Genes associated with diseases in OGGs of Chr 22 are CLTCL1, DVL1L1, COMT, SERPIND1, RTDR1, SMARCB1, SEZ6L, CHEK2, LIF, ZNF278 (MAZR), YWHAH, TIMP3, and MKL1.

*

Partial gene.

OGG loci may be susceptible to genomic rearrangements, as occurs with the loci of the DiGeorge syndrome (DGS) region of Chr 22. Such rearrangements may be mediated by recombination events based on region-specific low copy repeats. The DGS region of 22q11.2 is particularly rich with segmental duplications, which can induce deletions, translocations, and genomic instability (4). There are several anomalous sequence features associated with OGGs, including Alu sequences intersecting exons, pseudogenes occupying introns, and single-exon (intronless) genes that often result from a processed multiexon gene.

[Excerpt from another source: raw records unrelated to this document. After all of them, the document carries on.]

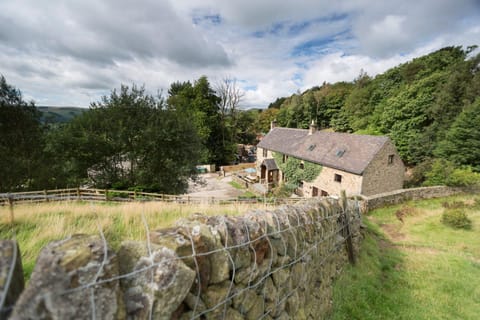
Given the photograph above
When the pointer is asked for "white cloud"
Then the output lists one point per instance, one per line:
(71, 53)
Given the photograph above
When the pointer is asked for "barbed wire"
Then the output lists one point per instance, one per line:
(284, 228)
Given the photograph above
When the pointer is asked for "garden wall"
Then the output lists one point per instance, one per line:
(264, 265)
(399, 196)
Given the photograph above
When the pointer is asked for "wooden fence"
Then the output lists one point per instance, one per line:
(81, 194)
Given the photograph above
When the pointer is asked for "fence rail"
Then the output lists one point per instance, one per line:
(83, 194)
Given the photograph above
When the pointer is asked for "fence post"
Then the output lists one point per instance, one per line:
(347, 233)
(10, 205)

At least 28 genes in Chr 21 are related to diseases, as characterized in the GeneCards database (5), as are 64 genes in Chr 22. Specific disorders that have been mapped to genes on Chr 21 and that involve OGG structures include: amyotrophic lateral sclerosis (ALS, Lou Gehrig's disease), linked to the GRIK1 ionotrophic kainate 1 glutamate receptor gene at 21q22 (6, 7); homocystinuria, a metabolic disorder linked to the cystathionine beta-synthase (CBS) gene (8); genes of the Down's Syndrome Critical Region (DSCR) (9–11); and the gene for amyloid beta (A4) precursor protein (APP) at location 21q21, associated with Alzheimer's disease (12).

We illustrate examples of OGGs in Fig. 1. The overlapping structure of the GRIK1 gene is shown in the first example: ORF41 (two exons) and ORF9 (two exons) overlap GRIK1 (17 exons) in the intron between exons 8 and 9, and in the intron between exons 1 and 2, respectively. There is some overlap between the first exon of ORF41 and exon 8 of GRIK1. The GRIK1 (GLUR5) locus at 21q 22.1 (13) coincides with the localization of the mutant gene causing ALS. The structure and function of the glutamate receptor subunits GLUR2, GLUR5, and GLUR6 are altered by RNA editing, converting the codon CAG (coding for glutamine) to the codon CGG (arginine), which may be important in controlling the rate of calcium flux in different states of the brain (13). Another prominent example in Chr 21 is the overlap between the genes CBS and PKNOX1. All 14 exons of the 30-kb-long CBS gene are located in the last intron of the gene for the homeobox protein PKNOX1 (11 exons). The gene U2AF1 (eight exons) is situated 5′ to the CBS gene in the same long intron of PKNOX1. The metabolic disorder homocystinuria is due to cystathionine beta-synthase deficiency and manifests as disorders of the eyes, central nervous system, skeletal systems, and vascular systems. The exons of overlapping genes tend to lie within large introns, usually the boundary (first or last) introns of another gene structure.

Fig 1.

Fig 1.

Examples of OGGs in Chrs 21 and 22.

In Chr 22, two OGGs are associated with genes of the DGS region: CLTCL1/DVL1L1 (clathrin heavy polypeptide-like 1/human homolog to the 3′ end of Drosophila dishevelled segment-polarity gene) and TR/COMT (thioredoxin reductase beta/catechol-O-methyltransferase) (14, 15). DGS is related to one or more large deletions from Chr 22 apparently generated by recombination at meiosis. The 22q11 region of Chr 22 is susceptible to rearrangements associated with several genetic disorders and malignant tumors. These include the cat eye syndrome (CES), part of the velocardiofacial syndrome (VCFS), DGS, and the der(22) chromosomal translocation (16). Many VCFS/DGS patients have a similar 3-Mb deletion and some have sporadically dispersed short deletions or translocations. DGS apparently results from haplo-insufficiency effects, and, in particular, the transcription factor Tbox-1 gene (TBX1) has been documented as one major contributing factor in congenital heart defects (4). How the observed OGG contributes to any DGS-related phenotype is unknown. In general, as in most gene deletion syndromes, a large majority of patients with DGS and Smith-Magenis syndrome have a common deletion interval, which may reflect meiotic unequal crossing-over mediated by flanking low copy number repeats. However, although patients with these conditions have almost identical deletions, there is substantial clinical variability. Galili et al. (14) verified synteny between a 150-kb region on mouse Chr 16 and the portion of 22q11 most commonly deleted in DGS.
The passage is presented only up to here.